Si l’auteur de l’infraction ne procède pas (dans les temps) au paiement, l’affaire devait auparavant être systématiquement portée devant le tribunal. Cela signifie que le procureur du Roi devait citer l’auteur présumé de l’infraction devant le tribunal de police. Ce dernier devait alors se prononcer sur l’action publique, c’est-à-dire sur la culpabilité du prévenu et – en cas de culpabilité – sur la peine à infliger.

  1. Depuis 2017, le procureur du Roi peut – en application de l’article 65/1 de la loi sur la circulation routière – émettre un ordre de paiement en cas de non-paiement ou de retard de paiement. Le montant de la transaction pénale est augmenté de 35%, d’une éventuelle contribution au Fonds budgétaire d’aide aux victimes d’actes intentionnels de violence (200€) ainsi que d’une redevance administrative (25,32 €). Cet ordre de paiement est porté à la connaissance du contrevenant par courrier recommandé. Celui-ci doit, endéans un délai de trente jours[1], effectuer le paiement ou interjeter appel.

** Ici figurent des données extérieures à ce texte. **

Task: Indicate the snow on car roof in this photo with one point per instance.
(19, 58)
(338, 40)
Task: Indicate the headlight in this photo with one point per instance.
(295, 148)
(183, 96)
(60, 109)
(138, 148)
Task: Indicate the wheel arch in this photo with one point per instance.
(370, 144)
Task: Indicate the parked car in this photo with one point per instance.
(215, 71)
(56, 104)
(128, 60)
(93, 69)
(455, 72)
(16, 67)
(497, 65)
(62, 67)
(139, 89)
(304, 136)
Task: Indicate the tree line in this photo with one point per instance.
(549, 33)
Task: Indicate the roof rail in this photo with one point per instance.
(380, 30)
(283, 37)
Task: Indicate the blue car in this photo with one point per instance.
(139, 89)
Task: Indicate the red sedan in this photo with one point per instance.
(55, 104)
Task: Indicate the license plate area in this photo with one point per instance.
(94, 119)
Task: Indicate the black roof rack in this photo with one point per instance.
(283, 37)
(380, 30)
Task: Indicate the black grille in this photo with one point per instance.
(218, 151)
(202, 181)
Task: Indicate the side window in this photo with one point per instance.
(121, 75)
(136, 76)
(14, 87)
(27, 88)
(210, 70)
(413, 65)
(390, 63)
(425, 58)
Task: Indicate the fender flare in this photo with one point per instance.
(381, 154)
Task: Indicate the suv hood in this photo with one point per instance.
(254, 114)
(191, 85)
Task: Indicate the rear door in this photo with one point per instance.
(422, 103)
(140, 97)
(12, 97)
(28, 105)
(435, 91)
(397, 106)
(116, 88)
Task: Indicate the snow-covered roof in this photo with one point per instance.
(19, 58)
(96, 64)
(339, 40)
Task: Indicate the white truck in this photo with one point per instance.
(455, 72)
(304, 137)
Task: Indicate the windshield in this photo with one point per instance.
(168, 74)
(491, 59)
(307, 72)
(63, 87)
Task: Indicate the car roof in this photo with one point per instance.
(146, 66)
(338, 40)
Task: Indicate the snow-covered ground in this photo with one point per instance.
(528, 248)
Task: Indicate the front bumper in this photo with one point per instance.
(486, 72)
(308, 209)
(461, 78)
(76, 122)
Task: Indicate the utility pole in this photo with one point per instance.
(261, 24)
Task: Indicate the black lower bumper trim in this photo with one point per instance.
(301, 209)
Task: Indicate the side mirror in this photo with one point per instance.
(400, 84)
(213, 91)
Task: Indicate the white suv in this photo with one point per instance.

Dans l’hypothèse où aucun appel n’est interjeté, l’ordre de paiement devient exécutoire sans autre intervention d’un juge[2]. Ce n’est qu’en cas d’appel que l’affaire passera encore devant le tribunal de police et – en cas d’appel – devant le tribunal correctionnel.

L’objectif de cette procédure est de diminuer la charge de travail des tribunaux en ne les encombrant pas d’affaires où aucune contestation n’est émise. Cela permet de libérer du temps pour les affaires comportant des contestations et qui présentent – notamment – une plus grande complexité.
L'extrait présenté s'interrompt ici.